Ayah Hamdan: ‘I’ve learned self-advocacy is the most important skill in life’

Ayah Hamdan smiles for a portrait

After public health major Ayah Hamdan graduates this May, she’s off to Harvard to get her master’s in science and epidemiology. (UC Berkeley photo by Brittany Hosea-Small)

“I’ve been a part of a number of different groups at Berkeley. When I first got here, I joined the Muslim Student Association and Students for Justice in Palestine because those are my two main identities. Aside from being American, I’m Muslim and Palestinian. And I wanted to find people I could relate to on an identity level.

For the past few semesters, my main focus has been regarding Islamophobia’s impact on public health. I’ve explored the issue in my classes, presented on it and wrote an article for a student-led journal called the Public Health Advocate. Under the Center for Race and Gender, there is an Islamophobia Studies Center. And I’ve been volunteering with them for a while, just helping plan different conferences that are held here at Cal. My main project has been putting together a report about how Islamophobia impacts public health. That’s been my main extracurricular commitment outside of classes lately.

Berkeley was a lot of stimuli in a short period of time. Berkeley is learning a lot about your field of study and learning a lot about yourself and your capacities and your limitations and your own identity.

I’ve learned that academia is a place for me. Coming to Berkeley from community college, I felt like I was going to be dumber than the other students who were here.
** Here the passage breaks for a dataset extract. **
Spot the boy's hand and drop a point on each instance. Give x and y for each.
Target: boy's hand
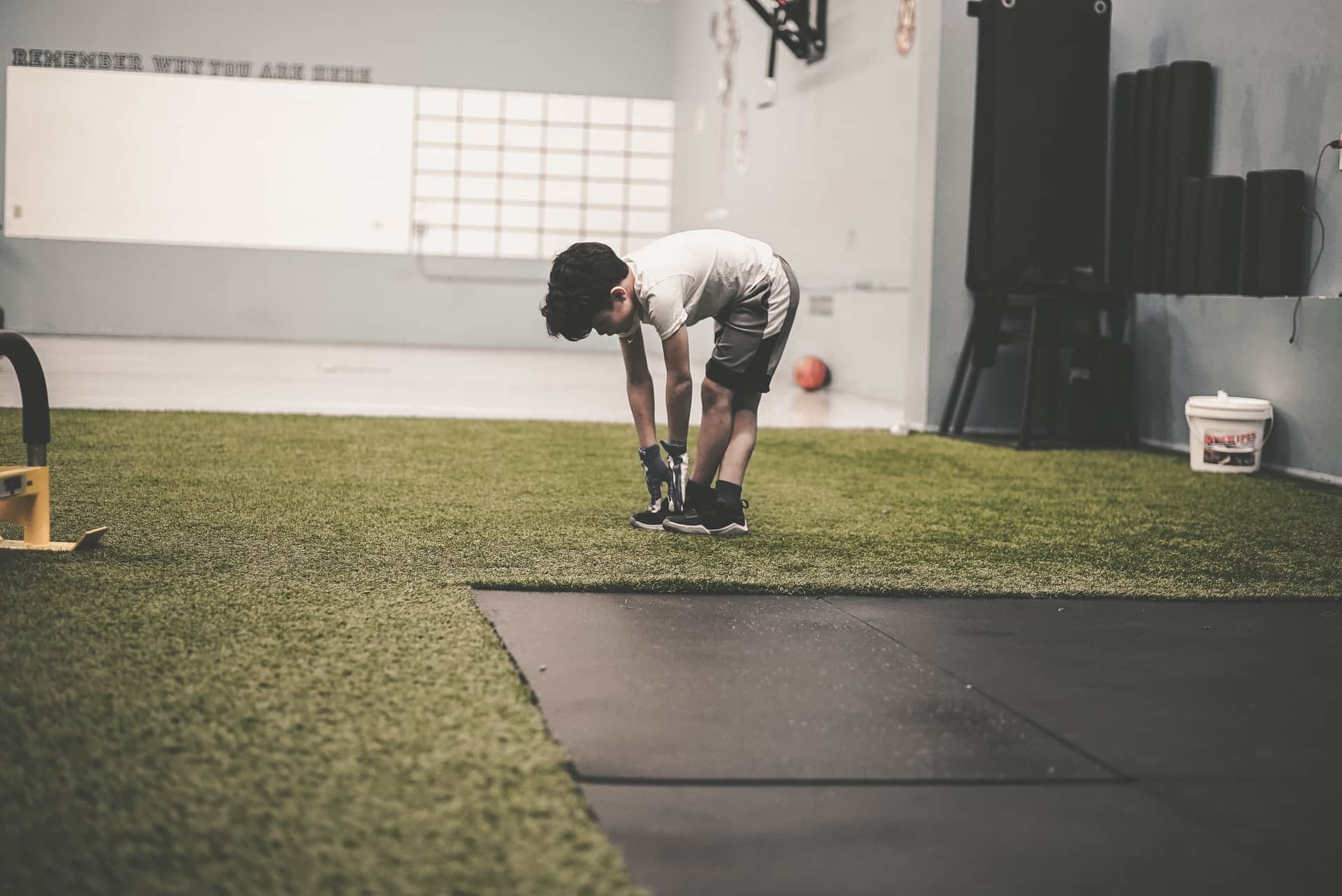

But I learned that I can thrive in academia, as long as I’m willing to hold people accountable for treating me fairly. I’ve learned self-advocacy is the most important skill in life — not letting any authority figure, other students, make me feel like I can’t do something. It’s all about having that belief in myself.

I’m starting my master’s in science and epidemiology at Harvard in the fall. As a public health person, I’m passionate about pretty much everything, ranging from refugee health to diabetes prevention to treating cardiovascular disease. I would like to get a Ph.D. in a public health-related discipline. I would like to do research on maternal health within refugee communities, especially in the Middle East. That’s my aim, but we’ll see where I end up. I love my field of study. I love public health.

So, at this point, since I have been able to balance my family responsibilities with the really rigorous academics here with my other passions, as far as social justice work, I feel like I can handle anything. I think that’s something that you hear from other students at Cal. You hear it in the classroom. Once you conquer Berkeley, you can take on anything.”